ETHANOL (C2H5OH) HAS A DENSITY OF 0.80g/ml. IF A 10%(v/v) MIXTURE OF ETHANOL IN WATER WAS PREPARED HOW MANY GRAMS OF ETHANOL WOULD BE IN 100ML OF THE MIXTURE? (ASSUMING MIXED VOLUME IS THE SUM OF THE PARTIAL VOLUME)
PLEASE don't post in caps. All caps makes the post difficult to read.
10% v/v means 10 mL ethanol/100 mL soln.
So 10 mL = how many grams? mass = volume x density
To find out how many grams of ethanol are in 100 mL of a 10% ethanol mixture in water, you need to calculate it using the density and volume percent information.
Here's how you can do it step by step:
Step 1: Convert the volume percent to a decimal fraction.
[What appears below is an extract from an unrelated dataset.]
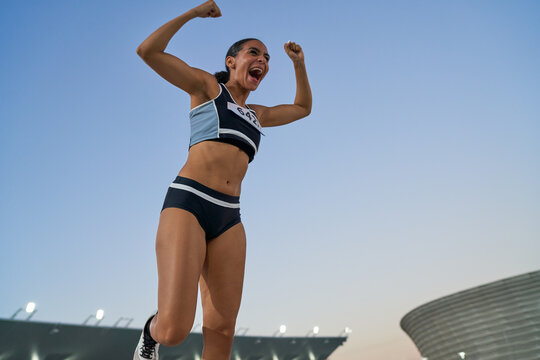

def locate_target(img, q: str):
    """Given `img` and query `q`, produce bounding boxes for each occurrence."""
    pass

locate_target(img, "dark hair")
[214,38,260,83]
A 10% (v/v) mixture means that for every 100 mL of the mixture, 10 mL is ethanol. So, 10% can be written as 0.1 (10/100 = 0.1).
Step 2: Calculate the volume of ethanol in the 100 mL mixture.
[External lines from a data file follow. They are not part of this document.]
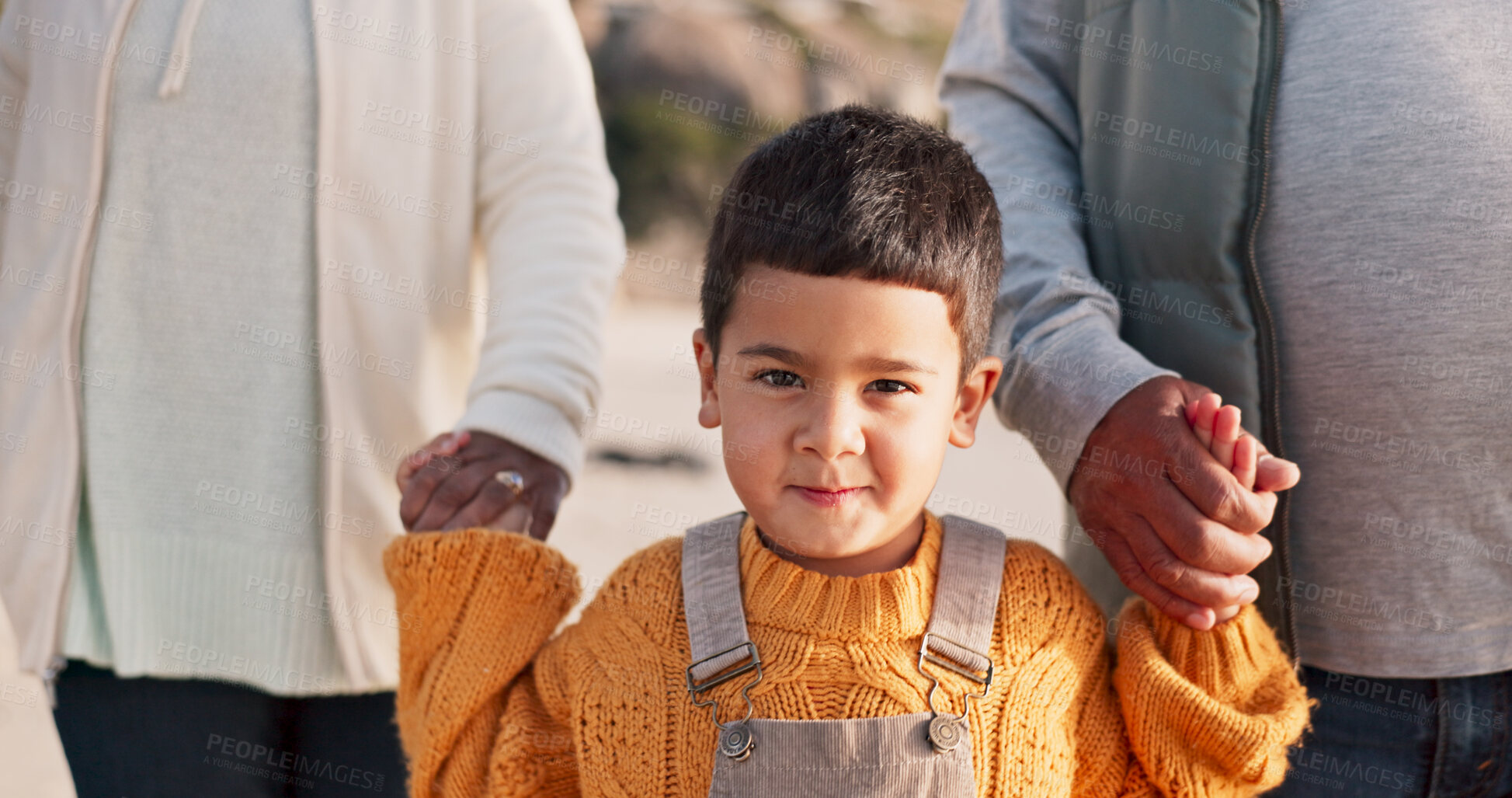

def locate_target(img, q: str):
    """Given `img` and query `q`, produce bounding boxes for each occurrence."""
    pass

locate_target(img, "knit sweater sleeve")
[384,528,579,798]
[1113,598,1308,796]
Since 10% of the mixture is ethanol and the total volume is 100 mL, the volume of ethanol in the mixture is 0.1 x 100 mL = 10 mL.
Step 3: Convert the volume of ethanol to grams.
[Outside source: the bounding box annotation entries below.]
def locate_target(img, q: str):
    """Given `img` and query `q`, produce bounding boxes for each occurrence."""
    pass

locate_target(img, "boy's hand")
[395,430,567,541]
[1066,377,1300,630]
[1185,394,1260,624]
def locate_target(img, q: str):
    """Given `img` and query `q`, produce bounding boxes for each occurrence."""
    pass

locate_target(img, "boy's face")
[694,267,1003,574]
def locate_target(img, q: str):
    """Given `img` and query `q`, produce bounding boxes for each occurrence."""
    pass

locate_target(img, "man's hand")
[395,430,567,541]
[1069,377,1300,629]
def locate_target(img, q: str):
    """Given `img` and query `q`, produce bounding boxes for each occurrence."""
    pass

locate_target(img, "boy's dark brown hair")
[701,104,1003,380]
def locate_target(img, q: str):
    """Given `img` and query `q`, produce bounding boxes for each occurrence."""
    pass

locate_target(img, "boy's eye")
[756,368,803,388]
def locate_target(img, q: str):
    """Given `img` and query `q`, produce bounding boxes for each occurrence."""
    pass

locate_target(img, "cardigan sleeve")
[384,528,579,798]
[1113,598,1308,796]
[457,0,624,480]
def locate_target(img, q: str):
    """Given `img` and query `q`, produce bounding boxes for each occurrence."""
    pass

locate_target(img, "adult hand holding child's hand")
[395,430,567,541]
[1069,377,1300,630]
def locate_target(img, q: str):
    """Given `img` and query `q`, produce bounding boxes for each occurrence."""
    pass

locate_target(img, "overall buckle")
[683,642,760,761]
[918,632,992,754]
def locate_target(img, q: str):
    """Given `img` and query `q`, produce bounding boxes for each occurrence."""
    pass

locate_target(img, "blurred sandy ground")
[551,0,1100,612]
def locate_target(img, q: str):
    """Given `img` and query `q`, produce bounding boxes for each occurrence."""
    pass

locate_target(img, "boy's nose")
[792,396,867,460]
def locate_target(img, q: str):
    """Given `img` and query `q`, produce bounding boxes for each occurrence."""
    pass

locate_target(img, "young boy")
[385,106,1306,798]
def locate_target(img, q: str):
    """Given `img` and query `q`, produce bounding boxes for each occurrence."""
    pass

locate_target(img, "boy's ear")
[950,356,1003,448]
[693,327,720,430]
To do this, you need to use the density of ethanol.
Density = Mass / Volume
Given that the density of ethanol is 0.80 g/mL, you can rearrange the formula to solve for mass (m):
Mass = Density x Volume
Mass = 0.80 g/mL x 10 mL = 8 grams
Therefore, there would be 8 grams of ethanol in 100 mL of the mixture.